One of the corners most photographed by the Venetians is the Bridge of Sighs and to observe it, one must dwell on the ancient Straw Bridge that is along the pier facing the Doge's Palace. The Bridge of Sighs is a Baroque-style bridge, hanging, closed, which leads directly from the Doge's Palace to the nearby Prison Palace. The Bridge of Sighs is so called because it was passing through the condemned ones who saw the light and watched for the last time the San Marco Basin, sighing for the terrible detention that awaited them in the toughest Serenissima cells. Venetian prisons were locked up with characters such as Giacomo Casanova, who managed to catch up with Niccolò Tommaseo, Daniele Manin and Silvio Pellico for the Spielberg. In the torture cells are still visible graffiti of prisoners. To revive this atmosphere, to say the true darkness, the Direction of the Doge's Palace of the "Secret Itineraries" are being guided by the Parlor to environments that once sounded screaming from the Chambers of Torment.

Campanile di San Marco

The Campanile has a long history of construction from 888 to 1173. The most dangerous enemies of this building have always been the lightning strikes of its peak and often fire it, but also earthquakes like that of 1511.

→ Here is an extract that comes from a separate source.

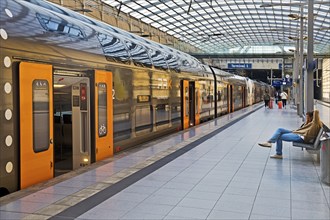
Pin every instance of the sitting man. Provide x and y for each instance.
(306, 133)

On the proposal of the abbot Giuseppe Toaldo in 1776 the first lightning rod was applied.
On July 14, 1902, at 9.47, accompanied by a rumble that was heard throughout the lagoon, the bell tower fell on itself. There were no casualties except for a few pigeons and the cat who kept company to the caretaker. Of the five ancient bells only Marangona remained intact; Even the Sansovini loggetta was overwhelmed by rubble.
With the slogan "Where was she" was immediately started the restoration and reconstruction of the Campanile and Loggia.
The bell tower height is 100,060 meters. Until a few years ago, it went uphill to the top, today it is possible to climb the bell tower with the elevator.